The root proplem is that CART_TOO_BIG_LIMIT is an ambiguous name, it’s not clear whether you mean “up to” or “up to and including”

Advice: The clearest way to name a limit is to put max_ or min_ in front of the thing being limited.

In this case, the name should be MAX_ITEMS_IN_CART. The new code is simple and clear:

        MAX_ITEMS_IN_CART = 10
        if shopping_cart.number_items() >   MAX_ITEMS_IN_CART
            Error(“Too many items in cart”)
Prefer begin and end for Inclusive/Exclusive Ranges

Naming Booleans When picking a name for boolean variable or a function that returns a boolean, be sure it’s clear what true or false really mean. Here’s a dangerous example:

        boolean read_password = true;

Depending on how you read it (non pun intended), there are two different interpretations:

  • we need to read the password
  • the password has already been read

In this case, it’s best to avoid the word ‘read’, and name it ‘need_password’ or ‘user_is_authenticated’ instead. In general, adding words like ‘is, has, can, or...’ should can make booleans more clear.

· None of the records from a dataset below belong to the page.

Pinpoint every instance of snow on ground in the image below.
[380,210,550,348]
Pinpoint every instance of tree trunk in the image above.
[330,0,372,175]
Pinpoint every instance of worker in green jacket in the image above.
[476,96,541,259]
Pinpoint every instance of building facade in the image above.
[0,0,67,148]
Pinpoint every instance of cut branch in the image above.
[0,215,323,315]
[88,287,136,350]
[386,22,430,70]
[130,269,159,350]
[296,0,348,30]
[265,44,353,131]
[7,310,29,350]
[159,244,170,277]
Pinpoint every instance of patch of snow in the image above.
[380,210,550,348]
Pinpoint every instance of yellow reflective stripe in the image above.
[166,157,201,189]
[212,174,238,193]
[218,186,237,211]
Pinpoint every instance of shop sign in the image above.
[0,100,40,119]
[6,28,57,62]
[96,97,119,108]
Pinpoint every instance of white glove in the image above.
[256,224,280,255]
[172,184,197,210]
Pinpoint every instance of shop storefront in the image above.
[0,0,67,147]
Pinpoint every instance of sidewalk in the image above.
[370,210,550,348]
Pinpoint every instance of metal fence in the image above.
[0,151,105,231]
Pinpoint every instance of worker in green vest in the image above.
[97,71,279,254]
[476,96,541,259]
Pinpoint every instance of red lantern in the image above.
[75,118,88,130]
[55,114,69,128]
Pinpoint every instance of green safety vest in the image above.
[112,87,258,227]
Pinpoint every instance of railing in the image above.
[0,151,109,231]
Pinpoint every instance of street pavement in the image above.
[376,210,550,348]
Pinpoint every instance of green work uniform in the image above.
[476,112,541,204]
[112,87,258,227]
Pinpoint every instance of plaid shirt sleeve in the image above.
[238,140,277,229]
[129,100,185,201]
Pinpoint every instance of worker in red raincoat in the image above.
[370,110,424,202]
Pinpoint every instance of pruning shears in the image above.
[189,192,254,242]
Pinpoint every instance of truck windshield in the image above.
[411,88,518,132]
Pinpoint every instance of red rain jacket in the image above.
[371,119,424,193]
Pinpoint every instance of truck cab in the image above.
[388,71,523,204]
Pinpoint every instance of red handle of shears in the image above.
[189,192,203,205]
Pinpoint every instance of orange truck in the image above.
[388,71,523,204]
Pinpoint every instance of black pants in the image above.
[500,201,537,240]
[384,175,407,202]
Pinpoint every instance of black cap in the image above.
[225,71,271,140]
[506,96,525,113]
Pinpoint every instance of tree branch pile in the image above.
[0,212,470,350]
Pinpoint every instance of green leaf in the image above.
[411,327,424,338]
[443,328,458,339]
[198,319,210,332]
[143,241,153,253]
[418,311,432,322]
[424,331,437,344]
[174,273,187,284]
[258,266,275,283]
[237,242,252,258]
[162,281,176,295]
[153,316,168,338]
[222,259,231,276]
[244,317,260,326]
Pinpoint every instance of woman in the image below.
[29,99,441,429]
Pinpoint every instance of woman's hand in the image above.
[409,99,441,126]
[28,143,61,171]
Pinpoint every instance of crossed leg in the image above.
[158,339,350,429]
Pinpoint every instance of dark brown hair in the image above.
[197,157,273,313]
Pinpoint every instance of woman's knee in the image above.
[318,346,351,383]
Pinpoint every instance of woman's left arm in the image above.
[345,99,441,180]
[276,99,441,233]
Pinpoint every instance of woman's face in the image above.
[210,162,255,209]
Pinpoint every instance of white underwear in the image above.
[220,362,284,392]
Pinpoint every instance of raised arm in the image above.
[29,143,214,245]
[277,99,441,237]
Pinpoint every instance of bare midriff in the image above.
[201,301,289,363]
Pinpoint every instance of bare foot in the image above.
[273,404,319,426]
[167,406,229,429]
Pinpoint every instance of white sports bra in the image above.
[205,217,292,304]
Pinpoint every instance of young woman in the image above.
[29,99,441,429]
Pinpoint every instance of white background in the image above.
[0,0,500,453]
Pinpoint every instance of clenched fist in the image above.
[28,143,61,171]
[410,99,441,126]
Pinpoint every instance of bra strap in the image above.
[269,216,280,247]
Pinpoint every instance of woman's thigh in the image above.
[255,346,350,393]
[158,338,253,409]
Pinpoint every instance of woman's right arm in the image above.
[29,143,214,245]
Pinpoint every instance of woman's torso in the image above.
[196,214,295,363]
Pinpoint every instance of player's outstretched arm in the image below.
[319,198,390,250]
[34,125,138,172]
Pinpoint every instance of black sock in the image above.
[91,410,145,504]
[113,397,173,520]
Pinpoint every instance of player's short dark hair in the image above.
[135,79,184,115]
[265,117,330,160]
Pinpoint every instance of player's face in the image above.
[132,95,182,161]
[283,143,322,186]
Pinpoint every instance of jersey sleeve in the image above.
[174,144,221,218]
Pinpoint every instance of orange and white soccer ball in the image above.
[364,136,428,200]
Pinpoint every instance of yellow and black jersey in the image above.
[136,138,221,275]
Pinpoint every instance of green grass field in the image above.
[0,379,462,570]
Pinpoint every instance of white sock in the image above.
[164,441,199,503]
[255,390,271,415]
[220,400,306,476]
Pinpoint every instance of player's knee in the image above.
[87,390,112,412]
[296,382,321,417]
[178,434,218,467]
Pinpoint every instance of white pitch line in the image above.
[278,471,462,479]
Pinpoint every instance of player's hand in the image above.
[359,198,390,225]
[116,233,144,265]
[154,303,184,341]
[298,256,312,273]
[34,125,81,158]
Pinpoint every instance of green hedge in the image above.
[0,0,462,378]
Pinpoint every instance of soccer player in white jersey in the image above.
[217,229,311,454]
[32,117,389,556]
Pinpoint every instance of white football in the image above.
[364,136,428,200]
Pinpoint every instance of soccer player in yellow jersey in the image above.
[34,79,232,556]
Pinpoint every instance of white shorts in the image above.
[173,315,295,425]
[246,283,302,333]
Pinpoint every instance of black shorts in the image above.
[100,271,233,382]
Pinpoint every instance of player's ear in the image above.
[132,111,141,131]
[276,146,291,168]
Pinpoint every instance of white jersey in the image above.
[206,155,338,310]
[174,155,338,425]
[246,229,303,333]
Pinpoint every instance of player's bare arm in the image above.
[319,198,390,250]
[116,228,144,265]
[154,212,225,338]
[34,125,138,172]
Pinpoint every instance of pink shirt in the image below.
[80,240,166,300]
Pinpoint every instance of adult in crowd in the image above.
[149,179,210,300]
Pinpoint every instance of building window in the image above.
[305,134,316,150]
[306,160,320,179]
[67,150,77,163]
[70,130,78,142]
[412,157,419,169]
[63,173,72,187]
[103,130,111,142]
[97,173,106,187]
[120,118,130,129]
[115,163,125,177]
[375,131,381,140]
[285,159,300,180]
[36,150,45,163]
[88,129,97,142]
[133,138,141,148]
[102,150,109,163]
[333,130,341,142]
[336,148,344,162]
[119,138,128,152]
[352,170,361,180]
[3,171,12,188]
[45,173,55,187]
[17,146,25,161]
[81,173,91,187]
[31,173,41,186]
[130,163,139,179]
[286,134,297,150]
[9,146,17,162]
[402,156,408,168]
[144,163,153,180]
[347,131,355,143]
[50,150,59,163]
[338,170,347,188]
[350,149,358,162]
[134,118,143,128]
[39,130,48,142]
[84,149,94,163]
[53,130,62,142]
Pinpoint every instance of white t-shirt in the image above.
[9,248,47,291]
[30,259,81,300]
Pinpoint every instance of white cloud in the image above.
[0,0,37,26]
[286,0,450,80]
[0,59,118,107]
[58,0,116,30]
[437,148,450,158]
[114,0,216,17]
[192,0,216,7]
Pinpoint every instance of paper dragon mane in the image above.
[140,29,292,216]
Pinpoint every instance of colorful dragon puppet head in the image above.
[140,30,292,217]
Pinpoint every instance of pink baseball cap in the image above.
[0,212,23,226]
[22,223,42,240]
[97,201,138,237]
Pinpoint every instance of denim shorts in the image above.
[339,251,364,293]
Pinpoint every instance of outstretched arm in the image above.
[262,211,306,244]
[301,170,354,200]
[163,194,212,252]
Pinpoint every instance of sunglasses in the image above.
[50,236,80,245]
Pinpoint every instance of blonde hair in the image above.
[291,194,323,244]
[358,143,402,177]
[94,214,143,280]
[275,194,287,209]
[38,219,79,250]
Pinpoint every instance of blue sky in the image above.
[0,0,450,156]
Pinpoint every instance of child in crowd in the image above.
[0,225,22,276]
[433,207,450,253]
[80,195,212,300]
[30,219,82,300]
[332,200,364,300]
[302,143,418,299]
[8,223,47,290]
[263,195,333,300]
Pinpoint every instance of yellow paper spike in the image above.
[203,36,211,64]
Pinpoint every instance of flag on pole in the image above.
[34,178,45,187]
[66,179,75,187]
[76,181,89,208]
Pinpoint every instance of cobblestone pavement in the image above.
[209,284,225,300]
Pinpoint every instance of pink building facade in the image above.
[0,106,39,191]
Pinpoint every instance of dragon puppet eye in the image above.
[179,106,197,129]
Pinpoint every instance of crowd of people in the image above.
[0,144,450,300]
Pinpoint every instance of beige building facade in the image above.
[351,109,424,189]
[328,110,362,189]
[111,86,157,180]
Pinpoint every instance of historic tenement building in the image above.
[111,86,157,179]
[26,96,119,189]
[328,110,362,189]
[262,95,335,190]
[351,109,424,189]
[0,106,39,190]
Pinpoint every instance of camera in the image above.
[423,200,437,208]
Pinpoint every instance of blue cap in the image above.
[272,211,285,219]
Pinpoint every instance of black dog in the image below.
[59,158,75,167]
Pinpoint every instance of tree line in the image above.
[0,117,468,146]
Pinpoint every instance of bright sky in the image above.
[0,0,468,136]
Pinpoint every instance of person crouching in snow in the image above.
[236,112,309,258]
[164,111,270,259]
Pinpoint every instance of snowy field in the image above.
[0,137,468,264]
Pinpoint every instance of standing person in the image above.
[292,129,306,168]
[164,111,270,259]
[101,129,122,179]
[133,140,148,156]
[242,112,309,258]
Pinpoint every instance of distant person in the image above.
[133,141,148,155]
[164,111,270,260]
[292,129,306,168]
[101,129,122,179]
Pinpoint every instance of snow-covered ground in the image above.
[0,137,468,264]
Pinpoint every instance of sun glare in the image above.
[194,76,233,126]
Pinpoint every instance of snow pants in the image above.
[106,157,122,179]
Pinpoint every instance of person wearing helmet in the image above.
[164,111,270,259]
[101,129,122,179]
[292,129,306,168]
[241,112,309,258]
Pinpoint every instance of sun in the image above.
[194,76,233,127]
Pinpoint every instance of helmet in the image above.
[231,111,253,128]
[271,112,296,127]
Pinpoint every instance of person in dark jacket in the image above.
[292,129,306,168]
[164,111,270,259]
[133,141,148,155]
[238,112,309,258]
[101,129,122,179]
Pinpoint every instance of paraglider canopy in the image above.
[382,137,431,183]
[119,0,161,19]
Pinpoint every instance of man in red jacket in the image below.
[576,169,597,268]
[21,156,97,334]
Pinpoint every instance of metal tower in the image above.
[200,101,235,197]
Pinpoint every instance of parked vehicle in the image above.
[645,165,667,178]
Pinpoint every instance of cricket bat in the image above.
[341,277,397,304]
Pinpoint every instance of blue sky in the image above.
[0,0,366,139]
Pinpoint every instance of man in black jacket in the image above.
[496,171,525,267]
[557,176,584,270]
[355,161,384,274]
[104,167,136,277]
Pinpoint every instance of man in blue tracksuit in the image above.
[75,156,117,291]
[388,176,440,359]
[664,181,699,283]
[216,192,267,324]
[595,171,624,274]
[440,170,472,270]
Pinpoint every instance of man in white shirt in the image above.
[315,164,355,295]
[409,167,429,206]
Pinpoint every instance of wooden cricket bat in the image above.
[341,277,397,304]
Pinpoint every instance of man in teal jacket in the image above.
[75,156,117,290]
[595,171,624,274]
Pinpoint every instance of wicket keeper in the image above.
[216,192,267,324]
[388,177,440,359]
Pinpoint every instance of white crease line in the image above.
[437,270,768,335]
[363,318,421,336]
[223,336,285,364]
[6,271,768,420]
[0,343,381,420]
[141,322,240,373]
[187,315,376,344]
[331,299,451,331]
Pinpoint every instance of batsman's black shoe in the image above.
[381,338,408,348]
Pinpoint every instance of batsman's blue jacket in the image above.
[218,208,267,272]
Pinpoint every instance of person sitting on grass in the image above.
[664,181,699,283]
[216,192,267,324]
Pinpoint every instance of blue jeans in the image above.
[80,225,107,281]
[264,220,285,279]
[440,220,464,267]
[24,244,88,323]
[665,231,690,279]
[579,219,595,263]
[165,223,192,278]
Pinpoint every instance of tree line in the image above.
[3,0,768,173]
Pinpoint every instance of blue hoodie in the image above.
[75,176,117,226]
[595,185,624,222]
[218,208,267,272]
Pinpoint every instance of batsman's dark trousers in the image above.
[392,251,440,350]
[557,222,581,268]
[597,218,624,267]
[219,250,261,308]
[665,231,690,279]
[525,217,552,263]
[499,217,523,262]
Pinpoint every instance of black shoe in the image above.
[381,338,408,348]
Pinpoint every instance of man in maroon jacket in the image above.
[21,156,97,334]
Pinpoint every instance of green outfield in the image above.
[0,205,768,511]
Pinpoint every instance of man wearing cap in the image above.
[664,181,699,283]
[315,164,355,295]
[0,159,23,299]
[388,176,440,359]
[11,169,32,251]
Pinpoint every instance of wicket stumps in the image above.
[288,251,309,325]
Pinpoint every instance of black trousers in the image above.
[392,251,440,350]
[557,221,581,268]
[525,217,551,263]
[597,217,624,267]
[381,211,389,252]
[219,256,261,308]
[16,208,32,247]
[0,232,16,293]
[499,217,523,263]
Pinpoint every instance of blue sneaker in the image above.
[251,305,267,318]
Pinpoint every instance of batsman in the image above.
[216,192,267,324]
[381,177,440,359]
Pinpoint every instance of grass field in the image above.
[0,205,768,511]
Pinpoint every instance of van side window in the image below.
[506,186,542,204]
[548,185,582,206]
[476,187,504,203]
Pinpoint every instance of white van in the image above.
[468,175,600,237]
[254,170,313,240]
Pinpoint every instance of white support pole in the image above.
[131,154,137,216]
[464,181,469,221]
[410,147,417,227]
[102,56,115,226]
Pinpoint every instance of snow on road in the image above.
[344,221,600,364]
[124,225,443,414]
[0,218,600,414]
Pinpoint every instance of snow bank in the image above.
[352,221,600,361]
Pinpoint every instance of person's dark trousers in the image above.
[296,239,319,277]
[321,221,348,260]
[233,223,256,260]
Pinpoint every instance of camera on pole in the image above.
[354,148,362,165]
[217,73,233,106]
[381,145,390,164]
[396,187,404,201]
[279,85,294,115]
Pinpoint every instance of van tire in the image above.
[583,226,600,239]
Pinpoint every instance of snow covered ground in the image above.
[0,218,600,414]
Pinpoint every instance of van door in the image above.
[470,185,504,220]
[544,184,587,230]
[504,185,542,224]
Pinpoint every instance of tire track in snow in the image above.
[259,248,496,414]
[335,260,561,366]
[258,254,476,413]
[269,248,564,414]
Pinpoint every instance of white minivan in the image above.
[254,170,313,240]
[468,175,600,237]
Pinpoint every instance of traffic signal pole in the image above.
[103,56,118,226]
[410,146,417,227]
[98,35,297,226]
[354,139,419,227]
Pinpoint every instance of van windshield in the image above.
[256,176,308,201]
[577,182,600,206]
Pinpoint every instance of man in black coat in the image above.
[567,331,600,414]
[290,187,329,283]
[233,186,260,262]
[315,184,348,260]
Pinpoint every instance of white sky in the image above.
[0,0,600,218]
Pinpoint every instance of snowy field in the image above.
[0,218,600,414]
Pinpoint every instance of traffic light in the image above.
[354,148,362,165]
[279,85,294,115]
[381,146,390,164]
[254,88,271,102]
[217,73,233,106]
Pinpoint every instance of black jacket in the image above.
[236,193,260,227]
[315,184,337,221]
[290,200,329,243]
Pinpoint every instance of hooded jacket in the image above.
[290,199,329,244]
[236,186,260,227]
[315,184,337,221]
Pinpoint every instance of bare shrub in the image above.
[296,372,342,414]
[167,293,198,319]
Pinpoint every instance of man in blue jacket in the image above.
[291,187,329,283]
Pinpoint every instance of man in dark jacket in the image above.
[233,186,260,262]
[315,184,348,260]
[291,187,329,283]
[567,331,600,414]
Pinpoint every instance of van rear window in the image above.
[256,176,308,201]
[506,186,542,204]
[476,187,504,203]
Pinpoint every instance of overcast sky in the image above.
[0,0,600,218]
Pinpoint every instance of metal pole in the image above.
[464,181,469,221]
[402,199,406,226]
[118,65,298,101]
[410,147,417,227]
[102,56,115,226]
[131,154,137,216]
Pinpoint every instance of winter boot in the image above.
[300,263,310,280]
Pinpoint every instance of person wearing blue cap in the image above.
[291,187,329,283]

Matching Expectations of Users

Some names are misleading because the user has a preconceived idea of what the name means, even though you mean else.

Ex: get()

Many programmers are used to the convention that methods starting with get are ‘lightweight accessor’ that simple return an internal member. Going against this convention is likely to mislead those users.

Here’s an example, in Java, of what not to do:

        public class StatisticsCollector { 
            public void addSample(double x) { ... } 

            public double getMean() { 
                // Iterate through all samples and return total / num_samples 
            }
            ... 
        }

In this case, the implementation of ‘getMean()’ is to iterate over past data and calculate the mean on the fly. This step might be very expensive if there’s a lot of data. But an unsuspecting programmer might call ‘getMean()’ carelessly, assuming that it’s an inexpensive call.

Instead, the method should be renamed to some thing like ‘computeMean()’, which sounds more like an expensive operation.